Of course there is so much more to both of these events than I can write here… but on Sunday the sermon was about Pentecost.

James M. spoke at the Children’s hour and told us his story, about a moment in his young life when time ‘stood still’ for him and he felt touched / directed by the Holy Spirit to work with refugees. A story of mission.

Karen spoke about how stories make meaning for us in our lives..and  how who tells the story and how it is heard, matters.  That stories are powerful and some stories are hurtful to others and damaging beyond generations. That our words are gifts to be used wisely and carefully.

Unintentionally and intentionally our stories shape our thinking. Often another person’s story (perspective) can cause a shift in our thinking…and open our eyes to a truth not previously recognized.

Jesus used stories, like the Good Samaritan, to cause a shift in thinking of the people in his society to illustrate who in fact, is their neighbour. His uplifting of the Samaritan and his not uplifting of the priests who passed by, shifted the perspectives of the listeners, who may have had their own stories (stories that defended their priests’ actions to avoid the robbed man who had been left for dead on the road to Jericho. (ie. To touch a dead person could render the priest unclean and unable to serve his congregation in the temple). It was a shift in perspective to see themselves (as chosen people of God doing what they though religiously correct), being the unjust and the Samaritan as being the ‘good’ in God’s eyes.  

It was a week of shifting stories… of which I personally became more aware of how stories I have been told have stuck and have never been challenged. Stories that raised my society or family, or self…and perhaps inadvertently belittled another.  I am humbled by how powerfully these stories can limit and dictate my interactions with fellow humans (and creatures) and undermine both my and my community’s ability to love fully and justly in the world… .and I am glad that God’s story shifts the context and opens the mind to an alternate truer reality.

I would urge you to read up more about the Dr Bryce story on our St Andrew’s website and listen to the sermon from Pentecost Sunday and read about the Kairos blanket exercise on the Kairos website.
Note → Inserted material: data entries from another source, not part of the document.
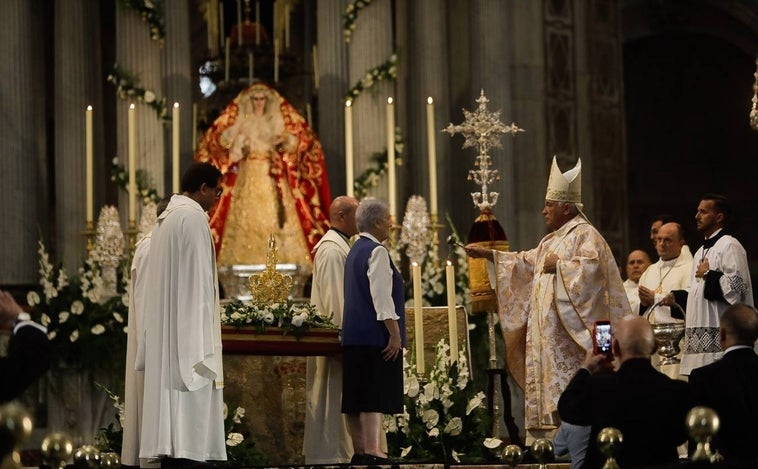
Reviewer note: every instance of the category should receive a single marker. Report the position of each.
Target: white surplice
(701, 337)
(183, 400)
(326, 439)
(547, 318)
(134, 376)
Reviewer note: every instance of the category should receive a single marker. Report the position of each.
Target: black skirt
(369, 383)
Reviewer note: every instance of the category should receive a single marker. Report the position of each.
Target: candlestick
(175, 149)
(250, 67)
(226, 60)
(88, 163)
(276, 60)
(257, 22)
(349, 176)
(240, 36)
(391, 156)
(452, 318)
(430, 139)
(315, 67)
(132, 165)
(418, 319)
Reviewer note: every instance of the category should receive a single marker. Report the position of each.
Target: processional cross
(482, 129)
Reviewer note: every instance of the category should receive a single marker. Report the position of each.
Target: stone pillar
(371, 45)
(333, 85)
(427, 59)
(177, 80)
(77, 85)
(137, 53)
(22, 142)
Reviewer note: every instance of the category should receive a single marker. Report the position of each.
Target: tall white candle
(430, 139)
(452, 320)
(315, 67)
(240, 36)
(349, 176)
(250, 67)
(257, 22)
(391, 156)
(88, 163)
(132, 149)
(418, 319)
(276, 60)
(175, 149)
(226, 60)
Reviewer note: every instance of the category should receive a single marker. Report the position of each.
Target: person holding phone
(648, 407)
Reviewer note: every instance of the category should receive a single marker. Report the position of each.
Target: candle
(240, 36)
(430, 139)
(315, 67)
(391, 155)
(132, 166)
(452, 319)
(194, 126)
(250, 67)
(226, 61)
(257, 22)
(276, 60)
(221, 25)
(175, 148)
(349, 176)
(88, 162)
(418, 319)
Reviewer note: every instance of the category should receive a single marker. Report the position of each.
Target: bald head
(633, 338)
(342, 214)
(739, 326)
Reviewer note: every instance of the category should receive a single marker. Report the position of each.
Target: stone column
(333, 85)
(137, 53)
(428, 59)
(22, 142)
(77, 84)
(177, 80)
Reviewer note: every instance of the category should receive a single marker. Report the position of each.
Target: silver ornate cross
(482, 129)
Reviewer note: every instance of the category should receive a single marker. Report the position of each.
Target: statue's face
(259, 103)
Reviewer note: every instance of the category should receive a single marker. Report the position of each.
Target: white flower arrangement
(443, 419)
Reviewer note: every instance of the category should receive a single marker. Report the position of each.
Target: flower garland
(151, 12)
(443, 419)
(127, 87)
(350, 15)
(294, 318)
(144, 182)
(385, 71)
I haven’t done any of them justice here…but if you read/listen to their stories, it may just shift your thinking about your own stories and those you have heard.

 Rev. Karen tied the Pentecost story (the infusion of the Holy Spirit on the people and the ability to speak in tongues recognizable to each other), into the idea of God’s story in the world. How barriers are broken through Christ’s death and resurrection so that we are free to be in the world and with one another in life and in hope.  And as was so eloquently stated in Vanessa’s post baptism blog (of a few Sundays ago): Jesus has freed us from cultural ties and has allowed us to all interpret love through His spirit.
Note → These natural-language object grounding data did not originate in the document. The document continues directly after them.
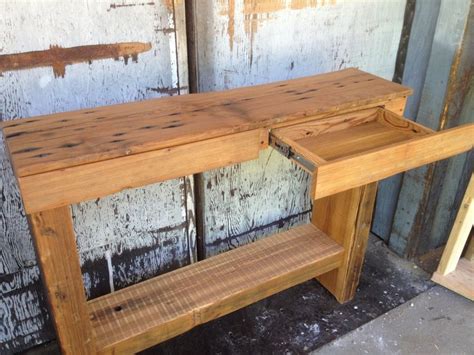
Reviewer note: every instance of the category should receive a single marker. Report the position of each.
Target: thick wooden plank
(346, 218)
(58, 141)
(59, 262)
(461, 280)
(357, 170)
(459, 234)
(153, 311)
(387, 190)
(89, 181)
(429, 196)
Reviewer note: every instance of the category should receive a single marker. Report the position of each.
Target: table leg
(58, 259)
(346, 217)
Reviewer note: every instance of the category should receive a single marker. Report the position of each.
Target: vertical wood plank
(55, 243)
(460, 232)
(388, 189)
(346, 217)
(423, 216)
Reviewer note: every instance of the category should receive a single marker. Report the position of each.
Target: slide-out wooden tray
(350, 150)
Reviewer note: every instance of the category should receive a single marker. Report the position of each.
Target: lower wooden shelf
(150, 312)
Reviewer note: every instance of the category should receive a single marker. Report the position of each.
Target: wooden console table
(345, 128)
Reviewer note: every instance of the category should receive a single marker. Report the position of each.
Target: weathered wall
(250, 42)
(123, 238)
(428, 198)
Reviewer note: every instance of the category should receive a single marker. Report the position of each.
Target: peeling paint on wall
(58, 57)
(126, 237)
(117, 6)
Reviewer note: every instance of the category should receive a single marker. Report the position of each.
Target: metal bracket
(286, 150)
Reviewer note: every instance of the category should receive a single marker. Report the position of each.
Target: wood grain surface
(42, 144)
(153, 311)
I will continue to think on this… on my words and stories… and try to listen more carefully and intentionallyto other ‘tongues’, stories and perspectives.

Most importantly, I will immerse myself more fully in God’s Word and His story…and in it all, listen and pray for the Holy Spirit to make those appropriate shifts in me…that  move me forward as a Christian, responsive to God, in the world.

Diana B.


Please note the Peter Bryce Exhibhit will be on display again at St. Andrew's on Canada Day, 10am-2pm.